企業が株式市場等から自社株を購入することを自社株買いといいます。購入した自社株は消却することが多くそれにより発行済み株式数が減少します。自社株の消却を行うとEPSを計算する時の分母(発行済み株式数)が小さくなり、それにより純利益が変わらなくても1株当たり純利益は増加します。

例えば、純利益1億円の会社が発行済み株式数100万株のうち10万株を自社株買いして消却すると、EPSは自社株買い前が100円(1億円÷100万株)、自社株買い後が約111円(1億円÷90万株)と1株当たり純利益は約11円増えます。

新株発行でEPSは減少する

新たに株式を発行し資金を調達することを増資といいます。新株発行による増資を行うと発行済み株式数は増えます。純利益の総額が変わらなければ1株当たり純利益は減少します。

仮に、純利益1億円、発行済み株式数100万株の会社が増資で10万株新たに株を発行した場合、増資前のEPSは100円(1億円÷100万株)、増資後は約91円(1億円÷110万株)と1株当たり純利益は約9円減ります。

EPSの増減は予想株価や配当に影響を与える

EPS(1株当たり純利益)の増減は予想株価や配当に影響を与えます。

予想株価は、EPSにPER(株価収益率)を掛けて求めることができます。PERは現在の株価が1株当たり純利益に対して何倍まで買われているかを示す指標であり、「株価÷EPS」で算出されます。
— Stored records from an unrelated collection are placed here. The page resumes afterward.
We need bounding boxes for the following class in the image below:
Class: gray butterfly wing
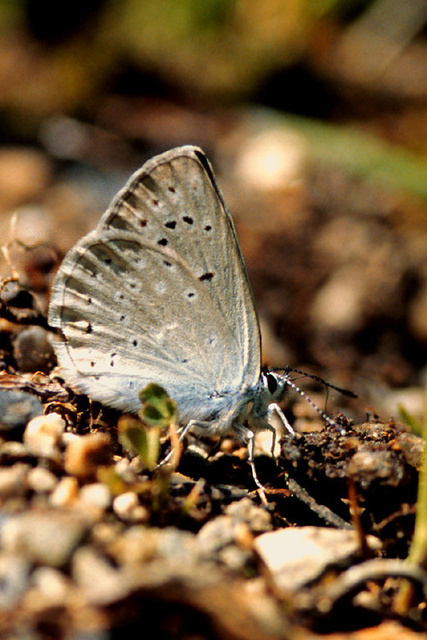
[49,147,260,419]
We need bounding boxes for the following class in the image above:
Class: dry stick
[394,380,427,615]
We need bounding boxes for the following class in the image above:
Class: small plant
[118,384,178,471]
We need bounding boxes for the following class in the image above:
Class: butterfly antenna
[273,367,357,398]
[282,368,346,436]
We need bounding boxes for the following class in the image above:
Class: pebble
[27,467,58,493]
[49,477,79,507]
[0,554,30,611]
[24,413,65,458]
[113,491,149,522]
[72,545,129,605]
[1,509,88,567]
[254,527,381,592]
[79,482,111,510]
[0,390,43,431]
[64,433,113,480]
[13,327,56,373]
[0,462,30,499]
[32,567,69,606]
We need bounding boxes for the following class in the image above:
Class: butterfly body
[49,146,296,482]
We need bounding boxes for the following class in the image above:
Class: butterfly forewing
[49,147,260,414]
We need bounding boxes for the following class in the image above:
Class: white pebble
[27,467,58,493]
[24,413,65,458]
[80,482,111,509]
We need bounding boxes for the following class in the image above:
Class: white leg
[247,431,264,491]
[268,402,295,435]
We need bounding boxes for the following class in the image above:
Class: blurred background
[0,0,427,419]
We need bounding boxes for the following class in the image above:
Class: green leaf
[138,383,177,429]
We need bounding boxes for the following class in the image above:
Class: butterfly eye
[265,373,278,396]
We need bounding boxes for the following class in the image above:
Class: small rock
[79,482,111,510]
[254,527,381,592]
[24,413,65,458]
[1,509,88,567]
[65,433,113,479]
[32,567,69,606]
[113,491,149,522]
[27,467,58,493]
[0,554,30,611]
[0,462,29,499]
[49,477,79,507]
[72,546,129,605]
[0,391,43,431]
[13,326,56,373]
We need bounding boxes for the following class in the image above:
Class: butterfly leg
[246,429,265,492]
[268,402,295,438]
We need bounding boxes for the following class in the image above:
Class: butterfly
[49,146,344,486]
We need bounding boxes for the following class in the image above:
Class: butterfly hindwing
[49,147,260,413]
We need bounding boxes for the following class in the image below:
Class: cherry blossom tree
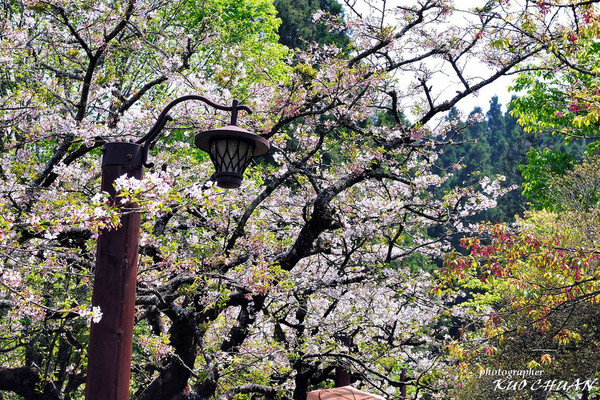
[0,0,595,400]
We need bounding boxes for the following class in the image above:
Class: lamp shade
[194,125,270,189]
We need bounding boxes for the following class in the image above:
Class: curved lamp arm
[135,94,252,167]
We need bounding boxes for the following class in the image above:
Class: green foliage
[519,148,575,210]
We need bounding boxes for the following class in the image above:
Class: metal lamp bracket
[135,94,252,167]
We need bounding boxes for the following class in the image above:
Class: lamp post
[86,95,269,400]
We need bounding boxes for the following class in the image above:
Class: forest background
[0,0,600,400]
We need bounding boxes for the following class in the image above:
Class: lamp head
[194,125,270,189]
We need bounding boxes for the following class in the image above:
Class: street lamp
[86,95,269,400]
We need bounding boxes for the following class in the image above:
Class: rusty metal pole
[85,142,143,400]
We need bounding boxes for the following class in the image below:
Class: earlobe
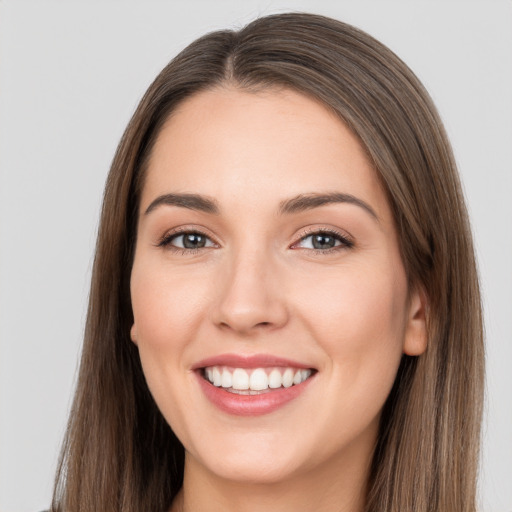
[403,289,428,356]
[130,324,137,345]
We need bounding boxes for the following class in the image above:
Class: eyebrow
[144,194,219,215]
[144,192,380,222]
[279,192,380,222]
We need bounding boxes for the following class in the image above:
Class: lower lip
[196,372,313,416]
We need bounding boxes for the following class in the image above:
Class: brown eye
[159,231,215,250]
[296,231,354,251]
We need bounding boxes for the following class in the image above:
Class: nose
[214,251,288,336]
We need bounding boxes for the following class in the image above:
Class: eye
[293,231,354,251]
[158,231,216,250]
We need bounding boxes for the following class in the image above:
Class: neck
[171,442,371,512]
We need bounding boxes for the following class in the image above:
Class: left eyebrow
[144,194,219,215]
[279,192,380,222]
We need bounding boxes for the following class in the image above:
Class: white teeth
[204,366,311,394]
[283,368,293,388]
[233,368,249,389]
[222,368,233,388]
[213,367,222,386]
[249,368,268,391]
[268,370,283,389]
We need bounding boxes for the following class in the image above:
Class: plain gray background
[0,0,512,512]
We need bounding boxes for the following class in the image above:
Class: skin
[131,86,426,512]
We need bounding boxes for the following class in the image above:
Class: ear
[403,288,427,356]
[130,322,137,345]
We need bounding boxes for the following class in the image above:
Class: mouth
[201,365,315,395]
[192,354,318,416]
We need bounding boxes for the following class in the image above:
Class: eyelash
[157,229,354,256]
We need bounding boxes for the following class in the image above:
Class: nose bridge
[216,243,287,334]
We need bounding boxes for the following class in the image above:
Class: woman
[53,14,483,511]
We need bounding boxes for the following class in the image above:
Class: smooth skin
[131,85,426,512]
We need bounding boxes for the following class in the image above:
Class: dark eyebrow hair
[279,192,380,222]
[144,194,219,215]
例えば株価が1,000円でEPSが100円ならPERは10倍です。

予想株価=EPS(1株当たり純利益)×PER(株価収益率)

仮にPER10倍が変わらず、EPSが100円から120円に増えた場合、予想株価は、1,000円(100円×10倍)から1,200円(120円×10倍)に上昇します。逆にEPSが80円に減ると予想株価は800円(80円×10倍)に下落します。このようにEPSの増減は予想株価に影響を与えます

次に配当に対する影響についてみていきます。通常、配当は純利益の中から支払われます。純利益からどれだけ配当に回したかを示すのが配当性向です。

配当性向(%)=1株当たり年間配当÷EPS(1株当たり純利益)

仮に配当性向が60%と変わらずEPSが100円から120円に増えた場合、配当が60円(100円×60%)から72円(120円×60%)と12円増加します。逆にEPSが80円に減った場合は48円(80円×60%)に減少します。


EPS(1株当たり純利益)が高ければ配当も出しやすくなる

ただし、配当については過去の利益を積み上げた利益剰余金を回すこともできるので、純利益が減益になっても前期と同額の配当を出す企業も多いです。

以上、ファンダメンタルズ分析のベースになるEPSの内容や注意点についてみてきました。